ILLINOIS (WCIA) — Tuesday, Governor J.B. Pritzker scolded President Trump’s 2017 “both sides” rhetoric after Saturday’s shooting at a synagogue in California.

The FBI has now charged a 19-year-old nursing student with a hate crime after he burst into a Passover service in Poway, California. A 60-year-old woman was killed with a semi-automatic rifle and three others at the service, including the rabbi, were wounded.

According to the FBI, the suspected shooter posted an anti-Semitic manifesto on a website commonly used to spread racist messages. In the posts, the shooter claims he drew inspiration from similar shootings at a synagogue in Pittsburgh, and at a mosque in Christchurch, New Zealand.

“I think many of you understand what that tragedy means to everybody in the nation,” Pritzker said during a Tuesday morning press conference. “People in the house of worship are under attack. It has happened before. It is happening now again. The Jewish community, just as the Muslim community, just as Christians, are under attack.

“In a country, in our nation, where we all believe the arc of history bends toward justice, we’re in a moment where it feels like we’re taking steps backward. It’s a time when the rhetoric at the national level is wrong.

“Here we had a madman really who took as an example of a tragedy in New Zealand to then go after this synagogue and the people who were worshipping there. I wanted to meet with the leaders of the Chabad here in Illinois and did so yesterday. I wanted to make sure that we’re on the same page that this government, the state of Illinois, will stand up for parishioners and for houses of worship to help them develop security plans, to make sure that they are secure, that all of our law enforcement are on alert about the attacks that are going on against houses of worship.

“My intention with the Chabad here in Springfield is the carry that same message. Hate has no place here in Illinois. We’re going to secure people who want to worship. They should be open places. The job, in a way, of a house of worship is to be there for anybody and to be open. I want to make sure that they are open, but I also want to make sure we don’t have tragedies like that here in Illinois.

A reporter asked the governor if he thought the president encourages hate crimes with his rhetoric.
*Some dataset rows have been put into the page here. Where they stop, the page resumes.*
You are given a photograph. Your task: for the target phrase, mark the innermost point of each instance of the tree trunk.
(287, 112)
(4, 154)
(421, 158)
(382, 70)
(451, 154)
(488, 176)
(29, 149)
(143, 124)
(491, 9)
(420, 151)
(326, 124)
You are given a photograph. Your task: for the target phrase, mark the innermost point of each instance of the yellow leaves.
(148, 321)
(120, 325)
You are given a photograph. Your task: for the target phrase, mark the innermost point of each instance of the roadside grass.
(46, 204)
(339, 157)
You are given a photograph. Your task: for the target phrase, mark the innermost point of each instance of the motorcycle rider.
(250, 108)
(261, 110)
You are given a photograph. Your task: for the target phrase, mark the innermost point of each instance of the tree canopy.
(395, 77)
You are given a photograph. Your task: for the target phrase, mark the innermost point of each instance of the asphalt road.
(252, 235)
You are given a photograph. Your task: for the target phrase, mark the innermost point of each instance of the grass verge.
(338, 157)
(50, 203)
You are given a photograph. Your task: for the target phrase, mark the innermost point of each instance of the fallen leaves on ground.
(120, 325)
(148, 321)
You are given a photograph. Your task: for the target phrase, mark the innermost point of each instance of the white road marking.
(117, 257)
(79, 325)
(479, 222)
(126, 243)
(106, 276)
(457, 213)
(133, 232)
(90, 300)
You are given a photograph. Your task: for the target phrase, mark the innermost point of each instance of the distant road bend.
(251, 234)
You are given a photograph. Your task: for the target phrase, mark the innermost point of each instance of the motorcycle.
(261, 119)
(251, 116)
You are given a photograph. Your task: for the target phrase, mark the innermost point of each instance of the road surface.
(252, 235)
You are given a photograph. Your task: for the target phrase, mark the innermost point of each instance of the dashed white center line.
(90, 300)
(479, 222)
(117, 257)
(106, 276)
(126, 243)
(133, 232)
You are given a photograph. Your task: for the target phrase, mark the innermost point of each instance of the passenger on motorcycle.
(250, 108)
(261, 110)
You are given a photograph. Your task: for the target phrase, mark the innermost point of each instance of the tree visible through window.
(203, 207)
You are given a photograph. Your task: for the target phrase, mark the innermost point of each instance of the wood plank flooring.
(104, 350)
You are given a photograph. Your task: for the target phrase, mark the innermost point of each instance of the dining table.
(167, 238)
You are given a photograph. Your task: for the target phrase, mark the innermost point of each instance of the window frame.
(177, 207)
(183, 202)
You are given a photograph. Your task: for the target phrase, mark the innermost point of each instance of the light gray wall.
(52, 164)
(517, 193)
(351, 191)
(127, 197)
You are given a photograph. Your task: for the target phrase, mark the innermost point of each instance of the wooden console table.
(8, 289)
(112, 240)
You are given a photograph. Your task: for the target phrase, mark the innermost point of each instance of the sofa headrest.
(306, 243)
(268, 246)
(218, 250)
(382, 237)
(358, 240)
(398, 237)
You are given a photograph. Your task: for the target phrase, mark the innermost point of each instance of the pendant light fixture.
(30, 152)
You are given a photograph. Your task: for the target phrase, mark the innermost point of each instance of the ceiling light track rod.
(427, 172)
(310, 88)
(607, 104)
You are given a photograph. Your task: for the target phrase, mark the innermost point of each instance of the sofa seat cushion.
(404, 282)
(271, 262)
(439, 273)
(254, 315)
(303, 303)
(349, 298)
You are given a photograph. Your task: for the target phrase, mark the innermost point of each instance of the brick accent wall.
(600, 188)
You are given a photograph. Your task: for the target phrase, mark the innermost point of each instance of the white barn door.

Pritzker, who is the third Jewish governor to lead the Land of Lincoln, responded that the president may not realize the impact or influece of his words.

“I’m saying that the President doesn’t understand,” he responded. “He made some statements that I’m glad he made in the wake of the shooting. I think he made those statements yesterday. But his entire orientation has been one that seems to accept that, you know… You heard it in Charlottesville that “there are good people on both sides.” No. When there are civil rights marchers on one side and there are neo-Nazis on the other, there aren’t good people on both sides, there are good people on one side.”

During a campaign rally in Wisconsin on Saturday, Trump offered his “deepest sympathies” to “the families and loved ones.”

“Looks like a hate crime,” Trump said. “Hard to believe, hard to believe.”